Voilà les premières indications que nous pouvons vous donner en espérant qu'elles
vous seront utiles.
1.
La perception comme passivité
La perception semble désigner d'abord le fait de recevoir passivement dans notre esprit des faits extérieurs par le
biais des sens, mais également des faits intérieurs par la conscience.
La perception est, en ce sens, synonyme de
sensation.
"Toute impression simple s'accompagne d'une idée correspondante et toute
idée simple d'une impression correspondante.
De cette conjonction constante
des perceptions semblables, je conclus immédiatement qu'il y a une grande
connexion entre nos impressions et nos idées correspondantes et que
l'existence des unes exerce une influence considérable sur l'existence des
autres.
Une telle conjonction constante, dans un nombre aussi illimité de cas,
ne peut jamais naître du hasard ; mais elle montre clairement qu'il y a une
dépendance des impressions par rapport aux idées ou des idées par rapport
aux impressions.
Pour savoir de quel côté se trouve cette dépendance,
j'envisage l'ordre de première apparition ; et je trouve, par expérience
constante, que les impressions simples précèdent toujours les idées
correspondantes et que l'ordre inverse ne se produit jamais.
Pour donner à un
enfant l'idée de l'écarlate ou de l'orange, du doux ou de l'amer, je lui présente
les objets, ou, en d'autres termes, je lui communique ces impressions ; mais
je ne procède pas assez absurdement pour tenter de produire les impressions
en éveillant les idées.
Nos idées, à leur apparition, ne produisent pas les
impressions correspondantes et nous ne percevons aucune couleur, ni ne
ressentons aucune sensation à seulement y penser.
D'autre part nous
trouverons qu'une impression, qu'elle soit de l'esprit ou du corps, est
constamment suivie d'une idée qui lui ressemble et qui en diffère seulement
par le degré de force et de vivacité.
La constante conjonction de nos
perceptions semblables est une preuve convaincante que les unes sont
causes des autres ; et la priorité des impressions est une preuve tout aussi grande que nos impressions sont les
causes de nos idées et non nos idées les causes de nos impressions." HUME
2.
La perception comme jugement
La sensation est définie comme une donnée élémentaire des sens.

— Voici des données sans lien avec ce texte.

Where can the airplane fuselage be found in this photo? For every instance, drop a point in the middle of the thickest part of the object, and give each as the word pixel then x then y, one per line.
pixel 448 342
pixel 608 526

La perception désigne, quant à elle, l'acte par
lequel nous organisons nos sensations en une unité.
Lorsque je me penche à ma fenêtre pour regarder le spectacle
de la rue, je dis que je vois passer des hommes.
Or, « que vois-je sinon des chapeaux et des vêtements, sous
lesquels pourraient se cacher des automates ? », écrit Descartes dans sa seconde méditation (Méditations
métaphysiques).
Nous voyons des chapeaux et jugeons cependant que ce sont des hommes, et ainsi, ce que nous
croyons voir par l'oeil, c'est par la seule faculté de juger que nous le comprenons.
Si la perception est une
construction faite à partir de données originaires, c'est parce qu'elle constitue déjà un jugement, au-delà de la
stricte sensation.
On croit naïvement que la perception est la réception passive d'une réalité extérieure, que percevoir c'est sentir.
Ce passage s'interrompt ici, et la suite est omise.